Private health care is here to stay

The Canada Health Act is dead.

Canada’s first “urgent care” clinic is opening in Vancouver this week. Twenty-four doctors who would otherwise be working for the public system will be employed there. This isn’t a threat to Canada’s public health system – it’s just the latest sign that the system is already rotten and finally the private sector is being allowed to plug in the holes.

In case anyone was wondering what private health care costs, the Urgent Care Centre will charge $199 for a basic evaluation and various charges for other procedures such as blood tests for $50 and X-Rays and $70 for an arm cast. If you just waited in a public hospital’s emergency ward, they’d take care of those things for free – just as long as you’re willing to wait around.

Many will criticize this as a move towards a “US-style” system. It’s not, unless about a hundred other countries take their cues from our southern neighbor. Pretty much every country has a mix of public and private health care. How well the system works, though, depends on the country.

Hopefully, this will be a good thing. The way it was going, with BC having to pay up to 70 per cent of its total budget towards health care by 2017 if nothing is done, just wasn’t sustainable.

3 Comments so far

  1. Wu (unregistered) on December 1st, 2006 @ 10:21 pm

    I couldn’t agree with you less. There are a lot of people who simply can’t afford a visit that could run them several hundred dollars.

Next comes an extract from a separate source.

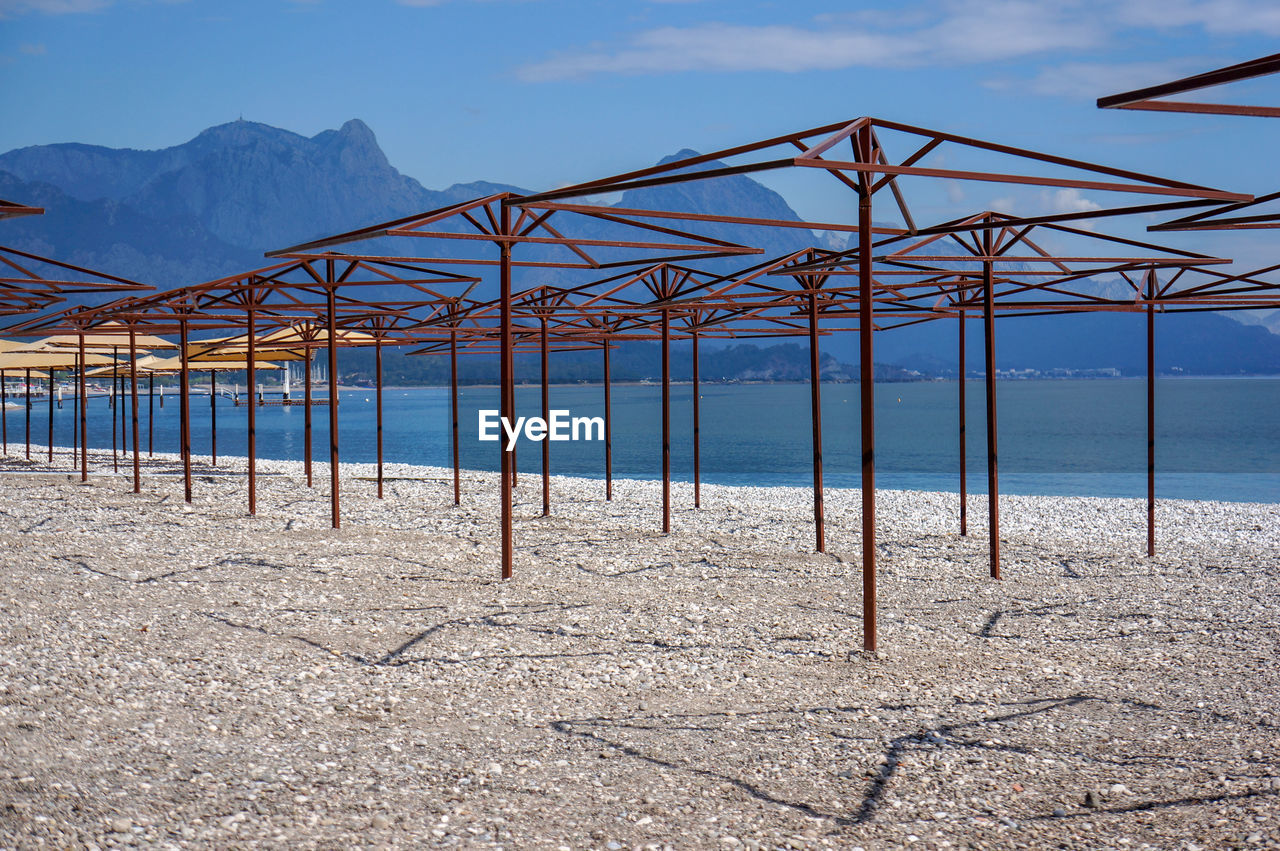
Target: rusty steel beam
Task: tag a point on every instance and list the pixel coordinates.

    I believe the weakness of the Campbell gov’t in dealing with this is actually a desire to see it flourish, to help control costs. Problem is, it won’t do anything to help those who really need it and who will always be at the mercy of private enterprise and uncaring gov’t.

    http://www.wuwei.ca/journal/2006/12/01/buying-health-in-bc/


  2. Jonathon Narvey (unregistered) on December 2nd, 2006 @ 12:22 am

    If people can’t afford a visit, then they can go to the public hospital, where service is guaranteed for free. They just might have to wait a few hours, or days, to get treatment.

    People are having worse health outcomes, and at the extreme end, literally dying in our public hospitals because there aren’t enough health care professionals or facilities to attend to them in a reasonable amount of time. When the government spends billions on improvements to Medicare without making any appreciable dent in the delay of service, then the private sector ought to be at least given a chance to show what they can do.


  3. timmy (unregistered) on December 3rd, 2006 @ 10:35 am

    Here’s the problem with private care: if the best doctors can make $300,000 per year in a private clinic, or $100,000 per year in the public system, over time, most of the best doctors will migrate to the private sector.

    Note that other inducements can also lure doctors into the private system: better equipment, more time for research, more ‘perks’ (ie educational seminars sponsored by pharmaceutical companies).

    In the long run, you therefore wind up with lower-quality care in the public system.

    On the other hand, government can regulate the private system closely, so that it doesn’t become too profitable. It’s a tough balance to achieve though, since there will always be pressure from well-organized private sector lobbyists to ‘deregulate’.